# Petty Cab E-Bike



## ken will (Dec 19, 2009)

You don't need to drive both rear wheels the same.
The Delta trike I like the best, I ran the pedals to the left rear wheel and had an electric hub motor on the right rear wheel. It tracked straight if I was just pedaling or just using the motor or both.
When turning to the right I put more power on the pedals, and when turning left I gave the motor a little more power.

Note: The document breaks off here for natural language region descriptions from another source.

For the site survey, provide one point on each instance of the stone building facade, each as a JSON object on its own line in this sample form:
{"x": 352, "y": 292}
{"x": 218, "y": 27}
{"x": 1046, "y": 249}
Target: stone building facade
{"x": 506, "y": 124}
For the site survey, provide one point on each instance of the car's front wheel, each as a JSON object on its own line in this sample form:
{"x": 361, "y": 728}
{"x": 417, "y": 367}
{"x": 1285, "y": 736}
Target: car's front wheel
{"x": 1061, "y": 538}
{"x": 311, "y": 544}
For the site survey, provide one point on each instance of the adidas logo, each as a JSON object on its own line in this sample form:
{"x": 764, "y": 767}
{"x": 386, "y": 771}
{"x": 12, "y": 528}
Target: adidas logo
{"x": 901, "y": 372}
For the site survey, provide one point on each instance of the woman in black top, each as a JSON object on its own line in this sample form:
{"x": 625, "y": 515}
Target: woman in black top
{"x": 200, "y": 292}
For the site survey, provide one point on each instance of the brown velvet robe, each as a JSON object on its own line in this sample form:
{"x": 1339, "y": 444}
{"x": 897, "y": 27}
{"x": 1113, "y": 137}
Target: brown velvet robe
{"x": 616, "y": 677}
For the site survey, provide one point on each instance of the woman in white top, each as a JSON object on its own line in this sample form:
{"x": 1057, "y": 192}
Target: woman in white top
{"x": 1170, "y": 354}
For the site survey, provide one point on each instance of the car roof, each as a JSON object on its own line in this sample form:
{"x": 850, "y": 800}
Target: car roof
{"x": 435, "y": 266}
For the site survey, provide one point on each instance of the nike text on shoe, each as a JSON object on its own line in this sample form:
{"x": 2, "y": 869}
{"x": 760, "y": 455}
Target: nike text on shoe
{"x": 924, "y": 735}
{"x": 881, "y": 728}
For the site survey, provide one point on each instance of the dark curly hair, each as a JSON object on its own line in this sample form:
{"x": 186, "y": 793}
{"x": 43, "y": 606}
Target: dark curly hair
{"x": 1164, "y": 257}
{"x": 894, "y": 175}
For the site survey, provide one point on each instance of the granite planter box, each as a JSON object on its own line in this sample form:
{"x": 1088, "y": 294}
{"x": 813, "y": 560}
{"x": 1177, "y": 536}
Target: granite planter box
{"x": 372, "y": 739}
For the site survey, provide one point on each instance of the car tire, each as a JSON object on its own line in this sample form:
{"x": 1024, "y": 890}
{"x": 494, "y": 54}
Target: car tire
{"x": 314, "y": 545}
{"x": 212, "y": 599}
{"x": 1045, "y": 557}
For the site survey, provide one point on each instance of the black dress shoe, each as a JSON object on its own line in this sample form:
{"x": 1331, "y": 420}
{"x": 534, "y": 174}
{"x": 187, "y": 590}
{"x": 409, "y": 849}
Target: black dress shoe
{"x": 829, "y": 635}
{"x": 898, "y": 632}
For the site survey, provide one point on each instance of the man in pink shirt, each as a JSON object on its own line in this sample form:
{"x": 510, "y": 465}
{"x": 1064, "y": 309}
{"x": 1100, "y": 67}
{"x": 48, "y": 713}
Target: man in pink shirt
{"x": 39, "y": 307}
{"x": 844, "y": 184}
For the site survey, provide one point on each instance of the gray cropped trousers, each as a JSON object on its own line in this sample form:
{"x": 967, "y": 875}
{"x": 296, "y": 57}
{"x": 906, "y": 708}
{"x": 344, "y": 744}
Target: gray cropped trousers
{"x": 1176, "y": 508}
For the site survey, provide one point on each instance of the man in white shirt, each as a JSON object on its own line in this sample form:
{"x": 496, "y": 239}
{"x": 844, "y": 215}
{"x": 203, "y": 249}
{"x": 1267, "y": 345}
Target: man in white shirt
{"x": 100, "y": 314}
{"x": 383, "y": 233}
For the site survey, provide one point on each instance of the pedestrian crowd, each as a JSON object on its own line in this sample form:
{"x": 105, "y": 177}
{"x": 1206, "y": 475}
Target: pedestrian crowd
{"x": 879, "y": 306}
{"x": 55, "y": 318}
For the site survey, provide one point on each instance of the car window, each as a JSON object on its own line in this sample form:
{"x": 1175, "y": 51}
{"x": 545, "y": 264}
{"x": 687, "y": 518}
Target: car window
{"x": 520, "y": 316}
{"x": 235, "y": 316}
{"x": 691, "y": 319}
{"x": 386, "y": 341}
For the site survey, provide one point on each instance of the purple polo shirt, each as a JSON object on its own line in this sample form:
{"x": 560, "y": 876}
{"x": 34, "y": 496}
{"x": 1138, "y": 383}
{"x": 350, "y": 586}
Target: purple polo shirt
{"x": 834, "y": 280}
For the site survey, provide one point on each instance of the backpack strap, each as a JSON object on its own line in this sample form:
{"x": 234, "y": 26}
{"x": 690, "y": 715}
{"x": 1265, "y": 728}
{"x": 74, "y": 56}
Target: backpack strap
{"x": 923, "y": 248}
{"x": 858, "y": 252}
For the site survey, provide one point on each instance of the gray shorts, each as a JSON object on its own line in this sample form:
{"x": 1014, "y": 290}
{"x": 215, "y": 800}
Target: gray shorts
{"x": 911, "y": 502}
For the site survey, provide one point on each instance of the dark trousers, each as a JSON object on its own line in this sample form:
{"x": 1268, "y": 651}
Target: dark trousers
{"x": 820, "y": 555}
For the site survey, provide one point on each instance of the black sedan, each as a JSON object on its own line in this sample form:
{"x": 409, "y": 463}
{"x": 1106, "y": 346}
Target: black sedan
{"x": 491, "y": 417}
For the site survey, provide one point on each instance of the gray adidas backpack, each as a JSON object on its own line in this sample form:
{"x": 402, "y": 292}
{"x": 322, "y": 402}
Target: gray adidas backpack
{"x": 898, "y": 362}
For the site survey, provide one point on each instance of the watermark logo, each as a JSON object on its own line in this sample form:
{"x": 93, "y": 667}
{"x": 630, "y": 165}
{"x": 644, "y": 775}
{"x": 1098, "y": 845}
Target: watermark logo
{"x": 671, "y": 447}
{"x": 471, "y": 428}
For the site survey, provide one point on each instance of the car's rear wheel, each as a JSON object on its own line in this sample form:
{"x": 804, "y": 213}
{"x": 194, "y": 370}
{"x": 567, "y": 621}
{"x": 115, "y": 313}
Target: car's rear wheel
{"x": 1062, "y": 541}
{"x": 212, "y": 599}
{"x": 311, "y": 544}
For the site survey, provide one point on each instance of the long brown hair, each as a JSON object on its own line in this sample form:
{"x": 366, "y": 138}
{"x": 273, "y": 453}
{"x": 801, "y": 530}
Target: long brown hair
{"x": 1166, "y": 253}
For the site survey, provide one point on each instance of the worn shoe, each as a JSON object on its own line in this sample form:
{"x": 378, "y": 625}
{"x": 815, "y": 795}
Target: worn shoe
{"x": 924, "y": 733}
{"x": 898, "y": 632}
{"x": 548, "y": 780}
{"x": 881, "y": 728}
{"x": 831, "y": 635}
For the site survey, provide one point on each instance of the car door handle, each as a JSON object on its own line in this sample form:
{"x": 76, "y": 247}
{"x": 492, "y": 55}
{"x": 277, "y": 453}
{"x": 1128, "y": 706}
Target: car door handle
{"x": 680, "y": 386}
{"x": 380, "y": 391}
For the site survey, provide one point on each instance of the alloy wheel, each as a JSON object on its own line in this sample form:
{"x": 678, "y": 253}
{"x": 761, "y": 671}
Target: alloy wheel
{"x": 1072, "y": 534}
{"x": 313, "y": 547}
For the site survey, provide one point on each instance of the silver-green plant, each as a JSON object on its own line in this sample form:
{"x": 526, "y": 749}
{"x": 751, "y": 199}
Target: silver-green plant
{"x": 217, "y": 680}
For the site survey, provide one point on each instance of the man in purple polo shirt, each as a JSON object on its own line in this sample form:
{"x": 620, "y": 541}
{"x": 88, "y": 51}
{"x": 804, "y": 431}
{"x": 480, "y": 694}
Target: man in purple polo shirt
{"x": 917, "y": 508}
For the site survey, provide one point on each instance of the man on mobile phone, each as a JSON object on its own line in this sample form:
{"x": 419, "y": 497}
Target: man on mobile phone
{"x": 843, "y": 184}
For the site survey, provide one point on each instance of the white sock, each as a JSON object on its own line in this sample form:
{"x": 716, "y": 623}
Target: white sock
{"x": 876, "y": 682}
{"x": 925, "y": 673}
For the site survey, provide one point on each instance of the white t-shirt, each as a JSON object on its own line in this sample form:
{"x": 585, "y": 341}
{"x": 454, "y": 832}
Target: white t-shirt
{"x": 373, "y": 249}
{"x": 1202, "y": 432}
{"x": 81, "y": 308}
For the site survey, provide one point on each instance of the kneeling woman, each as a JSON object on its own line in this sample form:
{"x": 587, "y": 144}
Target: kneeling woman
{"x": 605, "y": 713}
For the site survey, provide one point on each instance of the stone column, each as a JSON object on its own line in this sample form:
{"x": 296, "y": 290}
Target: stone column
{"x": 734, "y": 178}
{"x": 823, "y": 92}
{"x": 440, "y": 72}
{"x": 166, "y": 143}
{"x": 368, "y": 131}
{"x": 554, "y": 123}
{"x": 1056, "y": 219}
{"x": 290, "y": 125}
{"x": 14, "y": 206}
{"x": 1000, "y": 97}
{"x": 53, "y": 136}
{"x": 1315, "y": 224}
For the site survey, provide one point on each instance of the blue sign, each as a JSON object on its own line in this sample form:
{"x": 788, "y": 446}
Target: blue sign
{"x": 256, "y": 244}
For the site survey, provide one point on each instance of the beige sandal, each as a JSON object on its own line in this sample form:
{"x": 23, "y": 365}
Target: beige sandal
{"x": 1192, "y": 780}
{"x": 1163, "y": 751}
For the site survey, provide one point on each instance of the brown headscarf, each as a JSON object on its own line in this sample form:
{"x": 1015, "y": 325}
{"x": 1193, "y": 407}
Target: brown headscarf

If you do want to use two hub motors; a single battery and dual controllers is the way to go.


----------



## RIPPERTON (Jan 26, 2010)

Hi Will
Im right in the middle of twin controller experimentation.
Ive got 1 pack, 1 throttle, 2 controllers 2 motors, one wheel sorted. (race bike).
We did a Quad with 1 pack, 1 throttle, 2 controllers, 2 motors front and rear wheel drive.
Im just finishing a car with 1 pack, 1 throttle, 2 controllers 2 motors 2 wheels differentiated side by side.
Your trike will be the same as my car where you use 1 stand alone drive for each wheel on the same axle.
So you can have 1 single battery pack feeding 2 controllers in parallel, driving 1 hub motor each.
The throttle will be powered by only one of the controllers (5v positive, negative and variable) but the second controller will only have its variable wire connected, spliced into the variable of the first controller.
The second controller doesnt need to have its 5v positive or negative connected to the throttle to work.
As with my car there is no mechanical connection between the 2 driving wheels so you will get differentiation for going around corners.
Now because both controllers are being controlled by a single throttle they will want to turn at the same rpm while going around a turn but the ground wont let them and there will be a certain amount of self centering force noticeable only while under power. This "amount" of self centering force is as yet unknown to me but will be more noticeable in a front wheel drive so you rear wheel drive should be ok.


----------